The conflict, with the highlight being the bloodshed between those modern weapons and evil spirits of mountains and rivers, had disappeared without a trace. After the cold wind had pushed the clouds away, all that was left was an expanse of blue winter sky, far off in the distance. The transparent atmosphere shook the treetops, exquisitely redesigning the sunny spots engraved in the ground.

“It’s your turn, Koizumi. Just because you’re in a losing situation doesn’t mean that you can zone out during a match.”

I turned around upon hearing the piercing voice from behind me.

With his chin resting in his hands, he was sitting in front of me as we had our usual two-player game of Shogi. The bishops, silver generals and other pieces scattered on the board had familiar two-character names engraved on them. Unlike earlier, there were no abnormalities.

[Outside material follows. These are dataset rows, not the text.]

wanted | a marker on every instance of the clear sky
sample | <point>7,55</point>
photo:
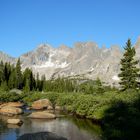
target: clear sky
<point>24,24</point>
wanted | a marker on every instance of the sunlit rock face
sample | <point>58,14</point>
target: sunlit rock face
<point>84,59</point>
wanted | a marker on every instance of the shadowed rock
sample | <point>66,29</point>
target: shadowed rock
<point>41,136</point>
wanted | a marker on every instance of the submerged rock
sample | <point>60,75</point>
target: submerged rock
<point>14,121</point>
<point>41,104</point>
<point>8,110</point>
<point>41,136</point>
<point>12,104</point>
<point>42,115</point>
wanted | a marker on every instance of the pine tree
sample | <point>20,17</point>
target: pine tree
<point>18,75</point>
<point>129,71</point>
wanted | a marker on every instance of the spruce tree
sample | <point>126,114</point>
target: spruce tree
<point>129,72</point>
<point>18,75</point>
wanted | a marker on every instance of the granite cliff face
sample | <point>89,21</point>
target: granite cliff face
<point>84,60</point>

“As I thought, a balance breaker that can turn the tables with a single move will not appear.”

“As if something like that will exist in a game filled with tradition.”

“That’s right. It appears that after having her wishes fulfilled, Suzumiya-san has lost interest in Shogi.”

Leaning against the window frame, I studied the club room absent-mindedly.

Suzumiya-san had captured Asahina-san and was having a thorough, one-sided discussion regarding the materials to be used for the upcoming winter hotpot. Nagato-san was in her approximately unchanged position like a flower on the wall. In essence, everything was going as per normal.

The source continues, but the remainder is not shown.